19 May 2015 / Python

Kaggle Otto Group Product Classification Challenge

Just finished Otto competition on Kaggle in which took a part 3514 teams. Participiants had to classify products to one from nine categories based on data provided by e-commerce company and had 2 months to build their best solutions.

I can say proudly that I've deafeated more than 3400 teams and finally finished competition on 66th position. It's great but still there is a lot of things to learn.

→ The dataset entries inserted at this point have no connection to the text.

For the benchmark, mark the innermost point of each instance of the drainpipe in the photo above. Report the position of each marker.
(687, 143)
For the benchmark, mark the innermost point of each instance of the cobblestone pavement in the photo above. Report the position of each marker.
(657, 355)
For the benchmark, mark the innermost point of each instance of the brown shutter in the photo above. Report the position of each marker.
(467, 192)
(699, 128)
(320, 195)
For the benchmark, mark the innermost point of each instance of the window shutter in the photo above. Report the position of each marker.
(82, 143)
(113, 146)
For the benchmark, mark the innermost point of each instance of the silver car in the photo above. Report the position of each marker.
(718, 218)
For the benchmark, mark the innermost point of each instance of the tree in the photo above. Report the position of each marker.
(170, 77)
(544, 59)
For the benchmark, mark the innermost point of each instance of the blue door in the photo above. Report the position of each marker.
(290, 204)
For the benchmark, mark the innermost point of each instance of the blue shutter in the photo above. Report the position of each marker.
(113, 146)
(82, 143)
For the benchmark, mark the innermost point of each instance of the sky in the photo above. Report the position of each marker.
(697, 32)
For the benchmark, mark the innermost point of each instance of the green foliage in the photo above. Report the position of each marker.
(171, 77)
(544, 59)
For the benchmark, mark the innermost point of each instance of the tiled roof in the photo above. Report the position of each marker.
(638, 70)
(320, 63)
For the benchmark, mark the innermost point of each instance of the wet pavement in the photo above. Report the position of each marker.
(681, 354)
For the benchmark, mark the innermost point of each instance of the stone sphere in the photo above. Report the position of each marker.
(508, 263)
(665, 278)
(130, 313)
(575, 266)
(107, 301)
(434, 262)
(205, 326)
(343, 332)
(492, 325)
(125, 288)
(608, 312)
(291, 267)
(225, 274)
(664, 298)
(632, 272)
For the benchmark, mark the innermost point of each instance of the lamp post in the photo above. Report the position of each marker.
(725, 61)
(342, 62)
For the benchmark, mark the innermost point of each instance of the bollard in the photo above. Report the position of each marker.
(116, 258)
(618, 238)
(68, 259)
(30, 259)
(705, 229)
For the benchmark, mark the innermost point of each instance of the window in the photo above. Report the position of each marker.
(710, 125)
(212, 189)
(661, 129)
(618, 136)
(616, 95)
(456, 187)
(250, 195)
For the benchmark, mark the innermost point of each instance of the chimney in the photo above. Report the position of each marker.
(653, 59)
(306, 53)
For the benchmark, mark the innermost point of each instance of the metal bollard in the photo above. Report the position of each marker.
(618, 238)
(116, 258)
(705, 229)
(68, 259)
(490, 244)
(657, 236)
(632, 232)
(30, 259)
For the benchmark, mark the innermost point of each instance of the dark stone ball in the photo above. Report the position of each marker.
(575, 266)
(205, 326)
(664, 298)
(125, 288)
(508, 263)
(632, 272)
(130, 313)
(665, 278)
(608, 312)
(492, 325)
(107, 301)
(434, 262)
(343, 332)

I would like to shortly present prepared solution. It is not a surprise that my best result was produced by ensemble. So let's start from describing bricks used to prepare our construction.

Base models

XGBoost

It was the first time when I used xgboost. I'd heard about it before this competition but I've never tried earlier. I've started with version for R but later I've switched to Python to be able to easier integrate all models. It was also the strongest model in my ensemble.
To tune it I used well known rule of thumb - fit all parameters with small number of trees and higher learning rate and then increase number of trees and decrease learning rate.
So finally 4800 trees were incorporated.

Results below (as well as for rest of models) contains the best scores for the model from the particular kind of algorithm family.

Public LB: 0.43184
Private LB: 0.43290

Random Forest

I've found that using 600 trees is enough and allows you achive result with an error around 0.51. But the key part was calibration which allowed to decrease the error up to 0.45. One more thing here which helped to improve results was using stratified cross-validation during calibration instead default CV where data are splitted randomly without preservation class proportions.

Public LB: 0.44969
Private LB: 0.45272

Neural Networks

Few different architectures. Some supported by TDIDF, PCA or another features transformation and in some cases by bagging. But all of them used ReLU units and dropout for regularization.
To prepare all these models I used Lasagne. To speed-up tuning hyper-parameters I've implemented early stopping (I think I removed code for it from sklearn-style implementation which I used as a official and tuned solution).

Public LB: 0.44662
Private LB: 0.44844

SVM

Slow. Very slow. And it was inviable in terms of invested time and computing power to obtained improvement.

Public LB: 0.50267
Private LB: 0.50186

Other

During this competition I've also written Python wrapper for RGF (Regularized Greedy Forest) which alone was strong (approx. 0.46 loss) but it hasn't brought anything new into ensemble.
I've also tried with linear models but the best one couldn't break 0.53 error.

Tuning

For most of the algorithms I used hyperopt to tune them automatically. I've found that manual optimization works well and it's much faster then using software for it but sometimes I have to sleep or be at work. Hyperopt doesn't have to.
However I think it will be nice to explore next time different tools for optimization.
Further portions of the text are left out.